I've been trying to work with this coupled PDE for some time. Here, $P = P(k,t)$

$$\frac{\partial{P}}{\partial t}-\frac{\sin(k)}{t}\frac{\partial{P}}{\partial k}=\left(\cos(k)-1\right){P}$$

To solve this PDE, I looked at the ODE

$$\frac{dP}{dt}=\left(\cos(k)-1\right)P$$

We know that

$$\frac{dP}{dt}=\frac{\partial P}{\partial t} + \frac{dk}{dt}\frac{\partial P}{\partial k}$$

So we can see that whenever

$$\frac{dk}{dt}=\frac{-\sin(k)}{t}$$

the solution to the ODE gives us a solution to the PDE.
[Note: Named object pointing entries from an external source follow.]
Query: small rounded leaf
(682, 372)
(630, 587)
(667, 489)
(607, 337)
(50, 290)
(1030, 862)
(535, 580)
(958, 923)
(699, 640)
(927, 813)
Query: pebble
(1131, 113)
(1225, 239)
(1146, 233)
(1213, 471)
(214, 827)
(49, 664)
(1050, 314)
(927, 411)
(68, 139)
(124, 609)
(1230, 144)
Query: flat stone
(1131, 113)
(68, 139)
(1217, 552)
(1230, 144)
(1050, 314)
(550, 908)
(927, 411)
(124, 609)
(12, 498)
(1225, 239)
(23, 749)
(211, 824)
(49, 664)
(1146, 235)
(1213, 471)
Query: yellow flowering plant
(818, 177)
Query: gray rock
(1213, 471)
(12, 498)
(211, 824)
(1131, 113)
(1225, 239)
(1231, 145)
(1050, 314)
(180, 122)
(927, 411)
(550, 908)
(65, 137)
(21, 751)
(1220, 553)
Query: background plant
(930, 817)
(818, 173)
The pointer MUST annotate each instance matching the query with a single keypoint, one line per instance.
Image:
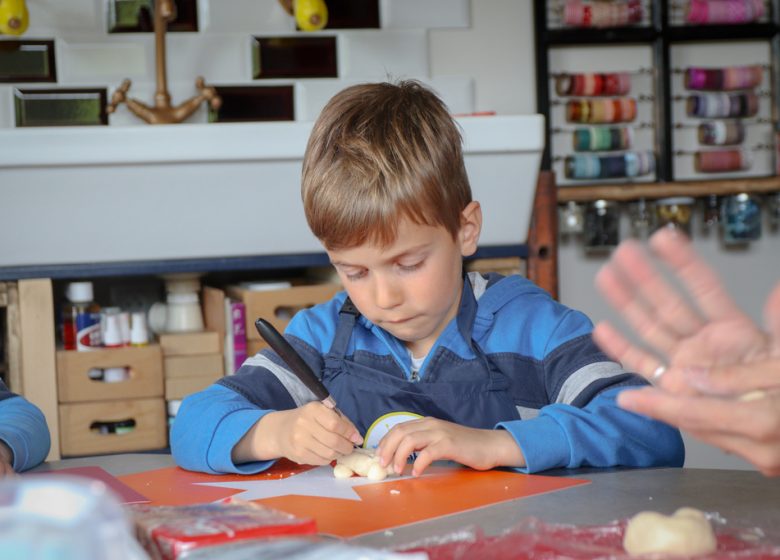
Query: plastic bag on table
(297, 549)
(63, 517)
(535, 539)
But is there another way to get a more general solution than this?

Thanks for the help :)

Answer 1

I wrote some notes on the solution of Poses by characteristics: http://hyperkahler.co.uk/wp-content/uploads/2013/06/characteristics.pdf

Answer 2

$$\frac{\partial{P}}{\partial t}-\frac{\sin(k)}{t}\frac{\partial{P}}{\partial k}=\left(\cos(k)-1\right){P}$$ $$\frac{dt}{1}=-t\frac{dk}{\sin(k)}=\frac{dP}{(\cos(k)-1)P}$$ From $\frac{dt}{1}=-t\frac{dk}{\sin(k)}$ : $$t\tan(k/2)=c_1$$ From $-t\frac{dk}{\sin(k)}=\frac{dP}{(\cos(k)-1)P}=-\frac{c_1}{\tan(k/2)}\frac{dk}{\sin(k)}$

$\frac{dP}{P}=-c_1\frac{\cos(k)-1}{\tan(k/2)\sin(k)}dk=c_1dk$

$Pe^{-c_1k}=c_2$ $$Pe^{-t\tan(k/2)k}=c_2$$ The general solution of the PDE is : $$P(k,t)=e^{t\tan(k/2)k}F\Big(t\tan(k/2)\Big)$$ where $F$ in an arbitrary function (to be determined if some sufficient boundary conditions are specified).